Japanese giant Hitachi has taken the brave decision to jump in with both feet for Windows CE, at a time when there is growing speculation that vendors are pulling away from the operating system.
Hitachi confirmed that it will launch a tablet PC device into the UK market within the next month.
Keith Simpson, distribution sales manager at Hitachi business systems, said: "Hitachi is putting its welly behind CE."
He hinted that Hitachi was making CE its key development platform and is dedicating more effort to the lightweight operating system than other systems.
There has been speculation that a number of vendors, including LG and Philips, are pulling out of the CE market.

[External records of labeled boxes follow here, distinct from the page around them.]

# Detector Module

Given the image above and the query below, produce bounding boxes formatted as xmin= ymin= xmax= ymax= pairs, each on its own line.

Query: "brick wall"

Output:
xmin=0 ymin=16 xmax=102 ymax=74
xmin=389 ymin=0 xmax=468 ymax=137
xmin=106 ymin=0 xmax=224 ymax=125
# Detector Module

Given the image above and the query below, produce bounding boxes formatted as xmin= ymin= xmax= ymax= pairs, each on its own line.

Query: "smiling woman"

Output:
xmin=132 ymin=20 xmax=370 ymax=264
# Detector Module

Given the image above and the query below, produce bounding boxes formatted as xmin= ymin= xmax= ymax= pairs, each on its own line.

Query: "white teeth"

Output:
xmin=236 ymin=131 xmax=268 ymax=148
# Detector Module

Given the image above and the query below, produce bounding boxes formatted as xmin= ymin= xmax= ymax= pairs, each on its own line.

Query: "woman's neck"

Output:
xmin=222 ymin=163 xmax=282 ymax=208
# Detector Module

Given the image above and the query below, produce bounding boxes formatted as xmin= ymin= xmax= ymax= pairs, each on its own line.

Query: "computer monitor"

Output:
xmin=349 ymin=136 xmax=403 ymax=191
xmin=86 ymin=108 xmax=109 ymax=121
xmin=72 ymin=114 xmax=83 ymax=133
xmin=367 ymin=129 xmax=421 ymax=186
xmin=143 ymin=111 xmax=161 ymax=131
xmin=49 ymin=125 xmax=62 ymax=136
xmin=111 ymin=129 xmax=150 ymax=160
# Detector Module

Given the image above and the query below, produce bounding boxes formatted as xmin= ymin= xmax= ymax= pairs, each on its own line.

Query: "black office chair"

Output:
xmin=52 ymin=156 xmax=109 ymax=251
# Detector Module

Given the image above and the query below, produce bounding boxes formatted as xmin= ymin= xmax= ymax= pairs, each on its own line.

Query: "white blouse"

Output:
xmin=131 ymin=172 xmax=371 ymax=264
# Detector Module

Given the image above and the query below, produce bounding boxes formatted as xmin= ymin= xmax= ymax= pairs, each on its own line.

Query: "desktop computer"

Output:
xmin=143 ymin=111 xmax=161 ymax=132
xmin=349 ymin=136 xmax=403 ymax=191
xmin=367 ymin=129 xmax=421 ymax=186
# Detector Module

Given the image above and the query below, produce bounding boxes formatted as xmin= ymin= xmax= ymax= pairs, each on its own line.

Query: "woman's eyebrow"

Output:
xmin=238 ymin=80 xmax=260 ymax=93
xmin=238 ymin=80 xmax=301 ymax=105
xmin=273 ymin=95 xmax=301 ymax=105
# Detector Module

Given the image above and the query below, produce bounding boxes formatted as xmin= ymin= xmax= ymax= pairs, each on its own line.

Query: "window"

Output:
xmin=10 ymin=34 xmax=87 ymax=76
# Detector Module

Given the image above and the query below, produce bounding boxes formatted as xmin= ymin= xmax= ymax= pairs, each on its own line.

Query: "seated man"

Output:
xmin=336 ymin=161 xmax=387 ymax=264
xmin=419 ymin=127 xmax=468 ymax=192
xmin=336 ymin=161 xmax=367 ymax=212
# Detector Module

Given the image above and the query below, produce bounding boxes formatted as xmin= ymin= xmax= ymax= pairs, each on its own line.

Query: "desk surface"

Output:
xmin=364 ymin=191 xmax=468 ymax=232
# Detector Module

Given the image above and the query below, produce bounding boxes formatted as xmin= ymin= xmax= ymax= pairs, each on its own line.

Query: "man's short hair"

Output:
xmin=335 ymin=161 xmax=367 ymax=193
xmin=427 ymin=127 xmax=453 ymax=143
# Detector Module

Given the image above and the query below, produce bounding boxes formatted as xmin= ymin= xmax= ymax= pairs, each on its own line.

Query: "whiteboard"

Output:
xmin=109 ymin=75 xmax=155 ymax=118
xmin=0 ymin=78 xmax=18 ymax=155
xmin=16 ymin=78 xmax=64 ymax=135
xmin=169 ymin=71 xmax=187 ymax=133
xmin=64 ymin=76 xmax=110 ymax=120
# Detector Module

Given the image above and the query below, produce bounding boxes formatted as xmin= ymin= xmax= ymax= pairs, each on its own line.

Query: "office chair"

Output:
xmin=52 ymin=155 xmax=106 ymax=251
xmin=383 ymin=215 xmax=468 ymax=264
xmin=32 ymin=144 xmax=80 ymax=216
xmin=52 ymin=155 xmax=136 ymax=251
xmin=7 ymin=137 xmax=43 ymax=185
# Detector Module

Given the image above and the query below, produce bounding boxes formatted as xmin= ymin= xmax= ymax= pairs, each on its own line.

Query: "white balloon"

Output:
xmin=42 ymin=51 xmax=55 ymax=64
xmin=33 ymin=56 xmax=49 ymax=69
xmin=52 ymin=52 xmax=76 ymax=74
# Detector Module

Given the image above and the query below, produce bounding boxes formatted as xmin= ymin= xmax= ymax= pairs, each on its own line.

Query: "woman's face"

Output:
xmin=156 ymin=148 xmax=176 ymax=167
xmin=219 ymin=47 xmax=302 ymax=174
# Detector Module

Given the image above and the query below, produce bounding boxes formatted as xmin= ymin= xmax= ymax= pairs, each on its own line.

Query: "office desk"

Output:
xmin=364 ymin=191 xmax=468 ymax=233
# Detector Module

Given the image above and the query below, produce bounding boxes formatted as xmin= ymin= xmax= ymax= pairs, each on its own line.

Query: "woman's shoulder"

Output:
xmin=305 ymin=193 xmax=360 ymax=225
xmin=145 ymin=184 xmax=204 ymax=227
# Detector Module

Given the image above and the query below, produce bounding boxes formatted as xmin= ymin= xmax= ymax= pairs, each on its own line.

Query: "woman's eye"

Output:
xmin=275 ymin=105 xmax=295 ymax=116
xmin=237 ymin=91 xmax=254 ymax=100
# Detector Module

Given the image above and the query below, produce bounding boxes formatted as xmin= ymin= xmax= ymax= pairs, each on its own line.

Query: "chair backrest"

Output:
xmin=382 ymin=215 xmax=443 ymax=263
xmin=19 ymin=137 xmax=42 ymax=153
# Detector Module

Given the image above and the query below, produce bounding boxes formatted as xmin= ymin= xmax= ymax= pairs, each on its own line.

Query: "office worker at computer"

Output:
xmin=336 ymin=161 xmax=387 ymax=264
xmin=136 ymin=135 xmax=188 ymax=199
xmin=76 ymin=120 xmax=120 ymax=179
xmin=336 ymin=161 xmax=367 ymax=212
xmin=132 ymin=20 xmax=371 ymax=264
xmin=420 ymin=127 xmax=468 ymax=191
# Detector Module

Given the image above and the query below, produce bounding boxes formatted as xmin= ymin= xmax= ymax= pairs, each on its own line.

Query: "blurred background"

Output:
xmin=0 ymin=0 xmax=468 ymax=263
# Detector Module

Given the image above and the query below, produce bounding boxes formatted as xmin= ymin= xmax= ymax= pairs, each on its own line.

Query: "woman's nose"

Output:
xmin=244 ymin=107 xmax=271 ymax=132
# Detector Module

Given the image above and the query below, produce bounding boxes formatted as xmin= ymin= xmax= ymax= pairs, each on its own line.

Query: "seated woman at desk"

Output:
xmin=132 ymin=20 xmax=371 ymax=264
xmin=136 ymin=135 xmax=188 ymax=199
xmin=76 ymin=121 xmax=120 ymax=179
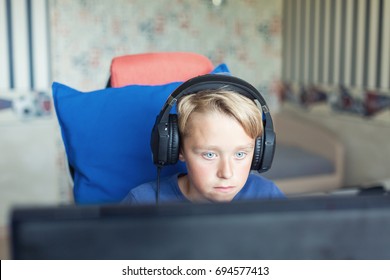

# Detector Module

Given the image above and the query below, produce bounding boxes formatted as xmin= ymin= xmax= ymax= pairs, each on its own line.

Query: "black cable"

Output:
xmin=156 ymin=166 xmax=161 ymax=205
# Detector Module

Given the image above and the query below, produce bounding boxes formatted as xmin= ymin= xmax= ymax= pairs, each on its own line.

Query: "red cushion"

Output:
xmin=111 ymin=52 xmax=214 ymax=87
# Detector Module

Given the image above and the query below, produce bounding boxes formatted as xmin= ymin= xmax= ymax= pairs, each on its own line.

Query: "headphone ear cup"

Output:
xmin=251 ymin=137 xmax=263 ymax=170
xmin=167 ymin=114 xmax=180 ymax=164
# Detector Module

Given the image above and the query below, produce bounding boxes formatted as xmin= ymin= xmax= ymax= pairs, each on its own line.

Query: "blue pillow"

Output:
xmin=52 ymin=64 xmax=229 ymax=204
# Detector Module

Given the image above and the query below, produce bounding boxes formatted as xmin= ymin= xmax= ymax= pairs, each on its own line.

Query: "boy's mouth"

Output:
xmin=214 ymin=186 xmax=235 ymax=193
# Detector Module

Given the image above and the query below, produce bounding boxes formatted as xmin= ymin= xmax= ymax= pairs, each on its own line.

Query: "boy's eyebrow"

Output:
xmin=193 ymin=143 xmax=254 ymax=151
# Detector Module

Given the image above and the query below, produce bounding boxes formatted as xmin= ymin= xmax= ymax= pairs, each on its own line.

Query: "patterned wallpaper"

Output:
xmin=49 ymin=0 xmax=282 ymax=99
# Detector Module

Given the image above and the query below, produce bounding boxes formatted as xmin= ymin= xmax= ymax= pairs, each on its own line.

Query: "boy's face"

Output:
xmin=179 ymin=110 xmax=255 ymax=202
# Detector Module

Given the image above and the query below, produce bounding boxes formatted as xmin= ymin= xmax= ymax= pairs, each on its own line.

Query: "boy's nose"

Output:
xmin=217 ymin=159 xmax=233 ymax=179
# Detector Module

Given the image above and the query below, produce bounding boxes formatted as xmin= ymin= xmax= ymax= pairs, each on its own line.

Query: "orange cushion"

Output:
xmin=111 ymin=52 xmax=214 ymax=87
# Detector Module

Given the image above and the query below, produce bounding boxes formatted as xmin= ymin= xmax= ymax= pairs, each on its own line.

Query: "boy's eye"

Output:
xmin=236 ymin=152 xmax=247 ymax=159
xmin=203 ymin=152 xmax=217 ymax=159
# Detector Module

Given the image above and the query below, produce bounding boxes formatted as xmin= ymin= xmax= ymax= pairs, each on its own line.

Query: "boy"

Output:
xmin=123 ymin=77 xmax=284 ymax=204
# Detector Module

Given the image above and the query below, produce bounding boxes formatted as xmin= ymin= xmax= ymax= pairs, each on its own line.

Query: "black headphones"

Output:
xmin=150 ymin=74 xmax=276 ymax=172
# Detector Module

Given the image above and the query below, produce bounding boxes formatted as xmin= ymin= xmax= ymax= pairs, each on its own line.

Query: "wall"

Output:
xmin=50 ymin=0 xmax=282 ymax=95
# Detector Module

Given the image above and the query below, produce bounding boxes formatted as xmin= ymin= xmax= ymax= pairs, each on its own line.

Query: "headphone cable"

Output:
xmin=156 ymin=166 xmax=161 ymax=205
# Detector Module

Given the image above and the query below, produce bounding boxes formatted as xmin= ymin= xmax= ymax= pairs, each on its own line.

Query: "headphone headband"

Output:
xmin=157 ymin=74 xmax=273 ymax=129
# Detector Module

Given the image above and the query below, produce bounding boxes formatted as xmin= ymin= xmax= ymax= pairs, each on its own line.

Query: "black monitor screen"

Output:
xmin=11 ymin=196 xmax=390 ymax=260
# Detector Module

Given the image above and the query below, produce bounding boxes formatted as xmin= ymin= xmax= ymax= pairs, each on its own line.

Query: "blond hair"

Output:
xmin=177 ymin=89 xmax=263 ymax=138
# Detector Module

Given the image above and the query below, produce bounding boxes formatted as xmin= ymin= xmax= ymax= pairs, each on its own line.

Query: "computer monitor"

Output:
xmin=11 ymin=196 xmax=390 ymax=260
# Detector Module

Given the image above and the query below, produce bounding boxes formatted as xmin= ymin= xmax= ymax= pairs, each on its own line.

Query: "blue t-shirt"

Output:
xmin=122 ymin=174 xmax=285 ymax=204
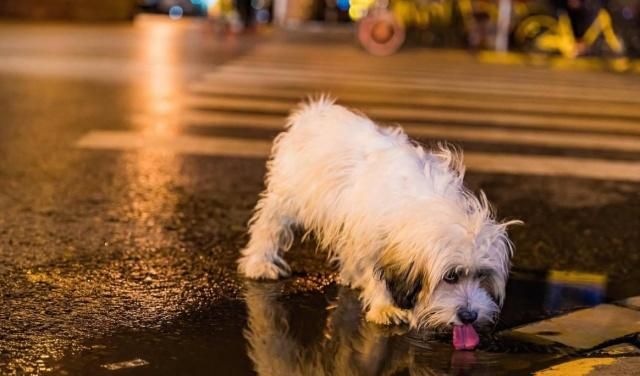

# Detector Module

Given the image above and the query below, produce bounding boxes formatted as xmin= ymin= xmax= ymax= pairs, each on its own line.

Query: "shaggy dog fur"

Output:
xmin=238 ymin=98 xmax=518 ymax=327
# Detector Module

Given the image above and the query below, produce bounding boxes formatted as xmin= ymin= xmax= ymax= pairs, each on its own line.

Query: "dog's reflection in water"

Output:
xmin=244 ymin=282 xmax=475 ymax=376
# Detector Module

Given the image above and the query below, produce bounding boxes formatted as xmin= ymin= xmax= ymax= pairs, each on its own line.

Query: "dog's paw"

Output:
xmin=238 ymin=255 xmax=291 ymax=279
xmin=365 ymin=305 xmax=411 ymax=325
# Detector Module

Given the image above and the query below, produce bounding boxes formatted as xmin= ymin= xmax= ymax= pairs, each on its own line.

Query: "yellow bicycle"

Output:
xmin=358 ymin=0 xmax=498 ymax=55
xmin=514 ymin=9 xmax=625 ymax=58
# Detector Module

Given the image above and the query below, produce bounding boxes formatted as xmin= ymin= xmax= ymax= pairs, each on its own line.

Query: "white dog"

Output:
xmin=238 ymin=97 xmax=519 ymax=348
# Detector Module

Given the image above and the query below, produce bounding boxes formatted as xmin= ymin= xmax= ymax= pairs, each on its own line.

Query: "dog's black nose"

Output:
xmin=458 ymin=309 xmax=478 ymax=324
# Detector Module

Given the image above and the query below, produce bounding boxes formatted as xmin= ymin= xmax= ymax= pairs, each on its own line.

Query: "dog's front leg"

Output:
xmin=238 ymin=191 xmax=293 ymax=279
xmin=362 ymin=272 xmax=411 ymax=325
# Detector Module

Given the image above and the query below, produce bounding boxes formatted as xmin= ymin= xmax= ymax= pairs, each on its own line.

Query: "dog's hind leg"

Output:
xmin=361 ymin=273 xmax=411 ymax=325
xmin=238 ymin=190 xmax=295 ymax=279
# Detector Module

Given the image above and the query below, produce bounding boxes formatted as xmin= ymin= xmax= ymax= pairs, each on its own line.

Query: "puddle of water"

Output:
xmin=52 ymin=272 xmax=632 ymax=375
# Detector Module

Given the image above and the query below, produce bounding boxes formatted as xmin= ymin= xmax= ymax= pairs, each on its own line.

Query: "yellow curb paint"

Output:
xmin=534 ymin=358 xmax=616 ymax=376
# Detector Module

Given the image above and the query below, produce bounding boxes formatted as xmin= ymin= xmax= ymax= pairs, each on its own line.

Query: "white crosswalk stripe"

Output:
xmin=77 ymin=43 xmax=640 ymax=182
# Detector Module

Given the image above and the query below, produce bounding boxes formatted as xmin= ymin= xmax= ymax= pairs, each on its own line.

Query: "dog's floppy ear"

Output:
xmin=377 ymin=264 xmax=422 ymax=309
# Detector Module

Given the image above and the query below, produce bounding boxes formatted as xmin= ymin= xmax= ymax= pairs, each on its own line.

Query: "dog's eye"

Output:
xmin=442 ymin=270 xmax=458 ymax=283
xmin=476 ymin=270 xmax=489 ymax=279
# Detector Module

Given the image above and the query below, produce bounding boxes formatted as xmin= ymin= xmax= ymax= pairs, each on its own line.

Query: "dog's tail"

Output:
xmin=285 ymin=93 xmax=336 ymax=128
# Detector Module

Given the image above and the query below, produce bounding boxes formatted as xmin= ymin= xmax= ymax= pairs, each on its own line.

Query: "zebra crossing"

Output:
xmin=76 ymin=42 xmax=640 ymax=182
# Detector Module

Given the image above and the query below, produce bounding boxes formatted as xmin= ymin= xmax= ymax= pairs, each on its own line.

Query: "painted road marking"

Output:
xmin=205 ymin=65 xmax=640 ymax=103
xmin=189 ymin=80 xmax=640 ymax=119
xmin=139 ymin=111 xmax=640 ymax=152
xmin=76 ymin=131 xmax=640 ymax=182
xmin=183 ymin=96 xmax=640 ymax=134
xmin=100 ymin=358 xmax=149 ymax=371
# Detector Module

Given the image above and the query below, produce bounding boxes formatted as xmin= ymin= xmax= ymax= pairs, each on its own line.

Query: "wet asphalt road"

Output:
xmin=0 ymin=14 xmax=640 ymax=375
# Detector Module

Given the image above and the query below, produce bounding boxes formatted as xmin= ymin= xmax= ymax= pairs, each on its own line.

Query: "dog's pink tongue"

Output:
xmin=453 ymin=324 xmax=480 ymax=350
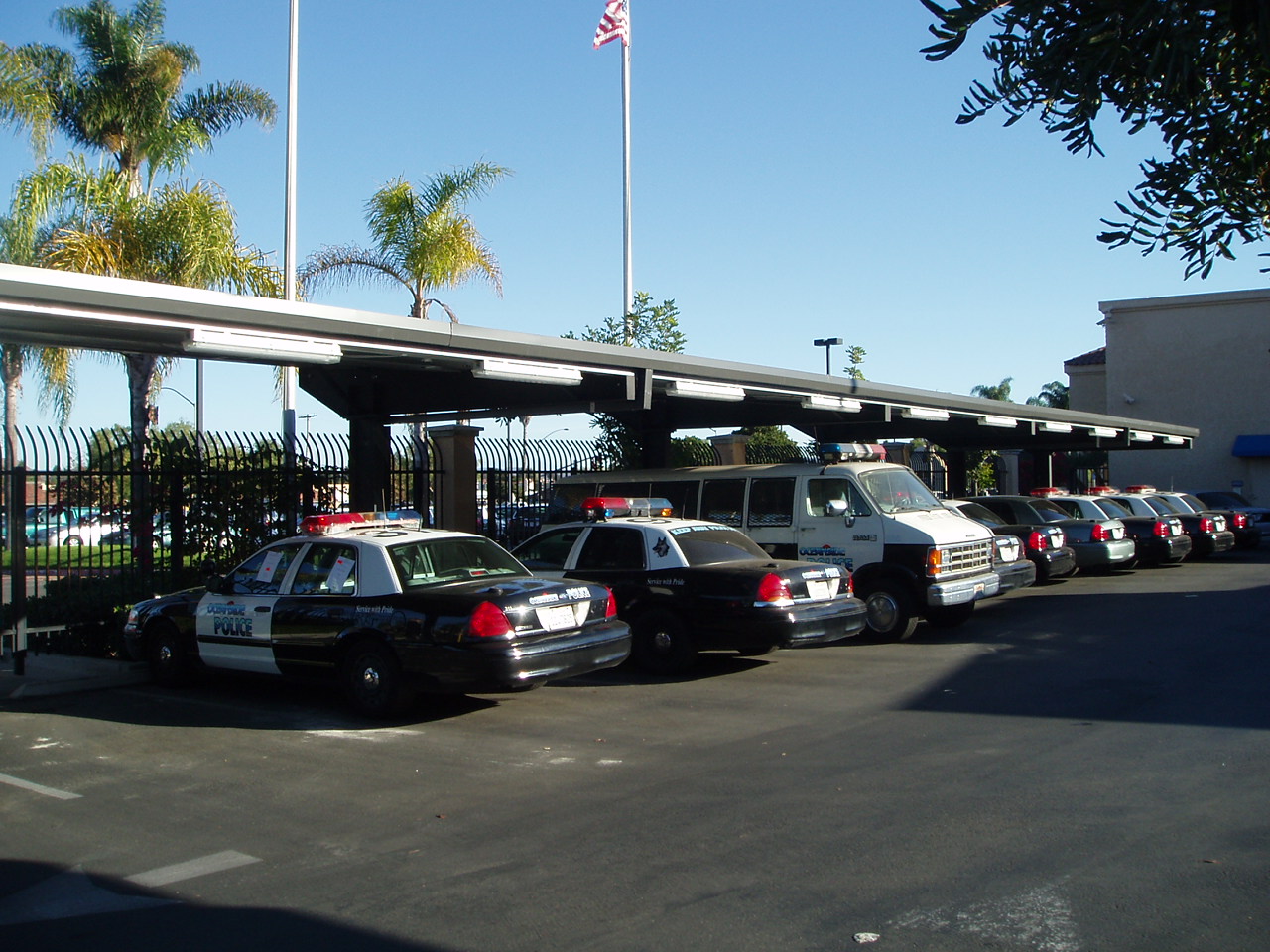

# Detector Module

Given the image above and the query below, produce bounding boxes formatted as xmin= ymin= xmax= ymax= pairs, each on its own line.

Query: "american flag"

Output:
xmin=593 ymin=0 xmax=631 ymax=50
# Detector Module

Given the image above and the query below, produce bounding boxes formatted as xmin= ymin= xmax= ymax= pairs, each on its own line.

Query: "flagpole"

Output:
xmin=622 ymin=0 xmax=635 ymax=346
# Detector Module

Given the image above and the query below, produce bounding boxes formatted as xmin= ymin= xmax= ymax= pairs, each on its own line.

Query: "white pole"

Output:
xmin=282 ymin=0 xmax=300 ymax=454
xmin=622 ymin=0 xmax=635 ymax=346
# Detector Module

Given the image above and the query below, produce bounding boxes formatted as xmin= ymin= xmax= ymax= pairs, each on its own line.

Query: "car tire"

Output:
xmin=340 ymin=639 xmax=414 ymax=717
xmin=863 ymin=581 xmax=917 ymax=641
xmin=631 ymin=608 xmax=698 ymax=674
xmin=146 ymin=618 xmax=194 ymax=688
xmin=926 ymin=602 xmax=974 ymax=629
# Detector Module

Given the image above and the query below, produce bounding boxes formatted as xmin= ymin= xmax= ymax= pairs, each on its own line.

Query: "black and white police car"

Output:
xmin=124 ymin=512 xmax=630 ymax=716
xmin=513 ymin=496 xmax=866 ymax=674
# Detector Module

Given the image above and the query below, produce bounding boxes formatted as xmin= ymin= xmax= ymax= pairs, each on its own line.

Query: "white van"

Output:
xmin=543 ymin=443 xmax=999 ymax=639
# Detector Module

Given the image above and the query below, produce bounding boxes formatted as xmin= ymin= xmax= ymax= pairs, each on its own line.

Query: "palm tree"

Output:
xmin=0 ymin=0 xmax=278 ymax=194
xmin=300 ymin=163 xmax=511 ymax=322
xmin=18 ymin=164 xmax=282 ymax=558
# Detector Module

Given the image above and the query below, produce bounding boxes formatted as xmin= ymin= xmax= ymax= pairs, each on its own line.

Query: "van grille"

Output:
xmin=934 ymin=539 xmax=992 ymax=579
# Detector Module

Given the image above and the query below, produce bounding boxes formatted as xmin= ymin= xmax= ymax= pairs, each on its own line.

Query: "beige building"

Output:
xmin=1063 ymin=290 xmax=1270 ymax=505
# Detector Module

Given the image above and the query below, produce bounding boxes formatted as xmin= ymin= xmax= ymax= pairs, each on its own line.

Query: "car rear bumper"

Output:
xmin=1138 ymin=536 xmax=1192 ymax=565
xmin=1072 ymin=536 xmax=1138 ymax=568
xmin=400 ymin=618 xmax=631 ymax=694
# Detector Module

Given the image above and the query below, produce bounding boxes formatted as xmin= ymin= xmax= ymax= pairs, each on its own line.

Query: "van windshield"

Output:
xmin=860 ymin=467 xmax=943 ymax=513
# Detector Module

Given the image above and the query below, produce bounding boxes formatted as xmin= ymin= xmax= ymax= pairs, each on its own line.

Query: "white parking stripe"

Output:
xmin=0 ymin=774 xmax=80 ymax=799
xmin=128 ymin=849 xmax=260 ymax=886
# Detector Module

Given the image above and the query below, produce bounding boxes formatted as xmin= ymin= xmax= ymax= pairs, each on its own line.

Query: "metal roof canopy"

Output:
xmin=0 ymin=264 xmax=1199 ymax=453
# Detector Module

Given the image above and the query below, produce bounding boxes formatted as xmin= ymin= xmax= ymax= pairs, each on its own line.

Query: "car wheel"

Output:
xmin=341 ymin=640 xmax=414 ymax=717
xmin=865 ymin=581 xmax=917 ymax=641
xmin=926 ymin=602 xmax=974 ymax=629
xmin=146 ymin=620 xmax=194 ymax=688
xmin=631 ymin=608 xmax=698 ymax=674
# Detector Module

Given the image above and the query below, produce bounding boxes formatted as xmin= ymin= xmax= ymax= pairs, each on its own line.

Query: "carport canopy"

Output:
xmin=0 ymin=264 xmax=1198 ymax=466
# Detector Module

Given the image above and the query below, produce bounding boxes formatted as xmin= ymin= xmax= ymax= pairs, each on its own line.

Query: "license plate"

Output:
xmin=539 ymin=606 xmax=577 ymax=631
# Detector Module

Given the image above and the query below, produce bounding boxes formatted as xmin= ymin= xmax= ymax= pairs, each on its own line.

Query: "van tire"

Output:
xmin=863 ymin=580 xmax=917 ymax=641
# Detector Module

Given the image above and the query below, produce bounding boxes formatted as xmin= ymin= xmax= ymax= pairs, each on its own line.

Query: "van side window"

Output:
xmin=701 ymin=480 xmax=745 ymax=526
xmin=745 ymin=477 xmax=794 ymax=528
xmin=807 ymin=477 xmax=872 ymax=516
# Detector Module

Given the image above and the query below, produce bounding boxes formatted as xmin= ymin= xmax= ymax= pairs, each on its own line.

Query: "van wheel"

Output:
xmin=865 ymin=581 xmax=917 ymax=641
xmin=631 ymin=608 xmax=698 ymax=674
xmin=926 ymin=602 xmax=974 ymax=629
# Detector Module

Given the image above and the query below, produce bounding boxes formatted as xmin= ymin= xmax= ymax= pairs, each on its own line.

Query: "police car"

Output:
xmin=513 ymin=496 xmax=866 ymax=674
xmin=124 ymin=512 xmax=630 ymax=716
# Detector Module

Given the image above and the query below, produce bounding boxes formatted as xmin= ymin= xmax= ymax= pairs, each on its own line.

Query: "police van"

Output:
xmin=543 ymin=443 xmax=999 ymax=639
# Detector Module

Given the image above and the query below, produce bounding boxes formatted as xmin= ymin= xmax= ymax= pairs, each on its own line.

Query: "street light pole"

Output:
xmin=812 ymin=337 xmax=842 ymax=373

Simpson commented: "Hitachi is a very conservative company. We wouldn't have got into the market if we didn't think it was the future of mobile technology."
The tablet PC uses the same MIPs architecture as the much-hyped Sega Dreamcast, which hits British shelves at midnight tonight, but the vendor claims that the tablet is not a toy.
Hitachi is aiming the tablet at the retail and healthcare space. The vendor is planning other versions, one with a brighter screen and one that is water resistant, which, it believes, will be particularly popular with Welsh farmers.
There are no plans to dabble in the variety of form factors available from other vendors, like those in the HP Journada range. Both Data General and Fujitsu have plans to launch tablet PCs.
Hitachi claims that the differential will be on connectivity. The device supports a PCMCIA card, USB and infrared, and there are plans for modem card support.
The vendor is seeking ISVs that are interested in developing applications for the device, which it admits will be "pretty useless" as it is. Among others, it is talking to UK company Epsilon.
The tablet PC will last more than 12 hours before recharging. But it remains to be seen if, in the long run, the CE tablet proves to be a Dreamcast or a bitter pill.